Illinois-based automotive components manufacturer UGN Inc. announced it has selected lean manufacturing veteran Donald J. Nelson as the company’s new chief operating officer.
“Donald Nelson is a proven lean manufacturing leader who has a history of instituting game-changing sales and operations processes,” said in a statement Peter Anthony, president and CEO of UGN.
“The lean manufacturing methodology is a best practice in automotive manufacturing circles,” Anthony added. “It’s always been crucial to our success at UGN, and Donald’s expertise and dedication to lean tactics is just one of the many reasons we’re happy to have him aboard.”

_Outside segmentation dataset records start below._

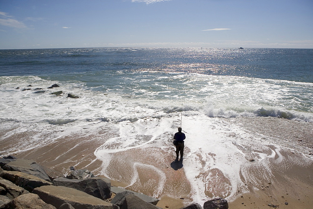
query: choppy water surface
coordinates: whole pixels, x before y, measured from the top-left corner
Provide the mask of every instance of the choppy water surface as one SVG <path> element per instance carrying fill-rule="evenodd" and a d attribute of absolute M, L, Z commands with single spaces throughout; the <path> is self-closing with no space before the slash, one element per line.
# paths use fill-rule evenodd
<path fill-rule="evenodd" d="M 40 130 L 32 137 L 33 143 L 19 145 L 21 150 L 51 142 L 43 136 L 57 138 L 51 130 L 84 135 L 86 129 L 92 132 L 99 124 L 107 126 L 120 136 L 104 142 L 95 154 L 103 161 L 103 174 L 117 179 L 106 170 L 110 156 L 156 147 L 172 155 L 171 134 L 181 122 L 187 139 L 197 139 L 186 142 L 186 176 L 191 182 L 206 174 L 197 179 L 193 198 L 201 201 L 208 194 L 208 187 L 201 185 L 212 180 L 213 171 L 228 179 L 223 195 L 231 199 L 243 186 L 239 174 L 249 155 L 240 147 L 252 147 L 261 161 L 273 157 L 272 151 L 279 155 L 288 146 L 272 142 L 269 149 L 268 141 L 252 140 L 249 133 L 221 118 L 271 116 L 313 122 L 312 55 L 312 49 L 289 49 L 0 50 L 1 125 L 18 127 L 2 138 Z M 47 89 L 54 83 L 60 87 Z M 33 86 L 27 87 L 29 84 Z M 37 88 L 46 91 L 35 94 Z M 80 98 L 50 94 L 57 90 Z M 221 145 L 223 149 L 217 149 Z M 16 148 L 5 151 L 19 151 Z M 231 155 L 242 157 L 230 160 Z M 167 176 L 162 169 L 143 162 L 132 165 L 134 171 L 144 167 L 158 175 L 155 196 L 166 193 Z M 129 182 L 133 186 L 136 172 Z"/>

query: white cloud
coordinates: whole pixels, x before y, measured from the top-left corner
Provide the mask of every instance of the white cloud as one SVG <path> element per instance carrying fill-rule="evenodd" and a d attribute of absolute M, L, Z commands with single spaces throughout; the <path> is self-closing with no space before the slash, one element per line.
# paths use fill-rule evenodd
<path fill-rule="evenodd" d="M 209 29 L 208 30 L 203 30 L 203 31 L 206 31 L 207 30 L 231 30 L 229 28 L 215 28 L 214 29 Z"/>
<path fill-rule="evenodd" d="M 171 0 L 131 0 L 132 2 L 143 2 L 147 4 L 156 3 L 156 2 L 164 2 L 167 1 L 171 1 Z"/>
<path fill-rule="evenodd" d="M 34 22 L 38 21 L 42 21 L 44 19 L 42 18 L 32 18 L 31 17 L 28 17 L 25 18 L 25 21 L 33 21 Z"/>
<path fill-rule="evenodd" d="M 11 16 L 9 15 L 8 14 L 8 13 L 6 12 L 0 12 L 0 15 L 3 15 L 3 16 L 5 16 L 5 17 L 11 17 Z"/>
<path fill-rule="evenodd" d="M 0 25 L 7 26 L 12 28 L 27 28 L 26 26 L 22 22 L 13 19 L 0 19 Z"/>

“I’m very excited to be working at a company like UGN,” Nelson said. “It’s a great opportunity to take on the role of COO during this period of continued growth,” he added, in reference to the expanded facility UGN recently opened in Silao, Guanajuato.

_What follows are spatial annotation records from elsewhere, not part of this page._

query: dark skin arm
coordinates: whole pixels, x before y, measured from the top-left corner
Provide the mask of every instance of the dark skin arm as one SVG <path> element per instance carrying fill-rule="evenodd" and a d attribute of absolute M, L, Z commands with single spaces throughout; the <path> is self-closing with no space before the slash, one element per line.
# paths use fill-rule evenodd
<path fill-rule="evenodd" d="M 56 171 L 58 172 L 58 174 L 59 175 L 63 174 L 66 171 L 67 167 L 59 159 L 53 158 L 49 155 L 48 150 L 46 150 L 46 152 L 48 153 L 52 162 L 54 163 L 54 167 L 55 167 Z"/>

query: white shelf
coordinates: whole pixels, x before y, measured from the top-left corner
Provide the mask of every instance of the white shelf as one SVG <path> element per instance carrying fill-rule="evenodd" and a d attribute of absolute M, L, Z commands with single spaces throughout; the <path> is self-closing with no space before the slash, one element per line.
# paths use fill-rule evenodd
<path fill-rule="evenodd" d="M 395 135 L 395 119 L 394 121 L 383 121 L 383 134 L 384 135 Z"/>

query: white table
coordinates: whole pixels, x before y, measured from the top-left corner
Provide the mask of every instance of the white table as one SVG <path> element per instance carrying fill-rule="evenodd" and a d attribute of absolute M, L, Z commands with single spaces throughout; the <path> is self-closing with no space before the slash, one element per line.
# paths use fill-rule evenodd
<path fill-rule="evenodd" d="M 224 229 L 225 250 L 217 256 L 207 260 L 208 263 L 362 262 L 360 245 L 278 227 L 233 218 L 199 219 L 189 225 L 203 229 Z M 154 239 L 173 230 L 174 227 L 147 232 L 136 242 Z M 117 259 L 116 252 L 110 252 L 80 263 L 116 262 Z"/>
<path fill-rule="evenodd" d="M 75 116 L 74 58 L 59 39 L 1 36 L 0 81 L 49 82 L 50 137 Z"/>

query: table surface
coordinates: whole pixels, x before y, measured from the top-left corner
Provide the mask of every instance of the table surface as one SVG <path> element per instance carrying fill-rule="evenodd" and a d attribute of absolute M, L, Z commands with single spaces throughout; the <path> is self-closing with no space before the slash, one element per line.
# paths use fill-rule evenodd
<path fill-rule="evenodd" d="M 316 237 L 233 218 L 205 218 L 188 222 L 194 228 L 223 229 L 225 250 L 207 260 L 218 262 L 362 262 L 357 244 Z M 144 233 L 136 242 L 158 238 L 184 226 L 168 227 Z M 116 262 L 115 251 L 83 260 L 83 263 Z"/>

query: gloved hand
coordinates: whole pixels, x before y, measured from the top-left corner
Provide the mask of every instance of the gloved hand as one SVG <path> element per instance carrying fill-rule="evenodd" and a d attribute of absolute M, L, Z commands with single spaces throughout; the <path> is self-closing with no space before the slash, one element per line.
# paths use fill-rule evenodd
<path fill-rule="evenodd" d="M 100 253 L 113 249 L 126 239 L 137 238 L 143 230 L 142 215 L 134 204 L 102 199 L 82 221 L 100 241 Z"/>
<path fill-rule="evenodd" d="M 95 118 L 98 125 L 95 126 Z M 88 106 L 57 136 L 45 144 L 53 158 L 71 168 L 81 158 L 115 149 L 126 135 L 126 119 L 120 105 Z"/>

Nelson has also held senior operational positions in the automotive and aerospace sectors. Prior to UGN, he was the head of Global Operations for Twin Disc, a US$200 million publicly-traded manufacturer of power transmission equipment. In this role, he instituted Lean Transformation and Change Management principles which resulted in significant productivity increases and saved millions in annual operating costs. The official also served as Group Vice Executive Vice President at Rexnord Industries, LLC since 2014. He Joined Rexnord in 2006.
Nelson officially started at UGN on Thursday, May 31st, 2018, and reports to Anthony as part of the executive team.
The new UGN location in Guanajuato facilitates production of virtually the entire UGN product portfolio which includes dash and engine side insulators, package tray assemblies, trunk systems, wheelhouse liners, underfloor modules, and floor carpets.
The company supplies products for Honda, Nissan, Toyota, and Mazda, which last year awarded UGN as a quality supplier for the interior and acoustical parts it provides to the Mazda2 and Mazda3 vehicles the Japanese automaker builds in Guanajuato.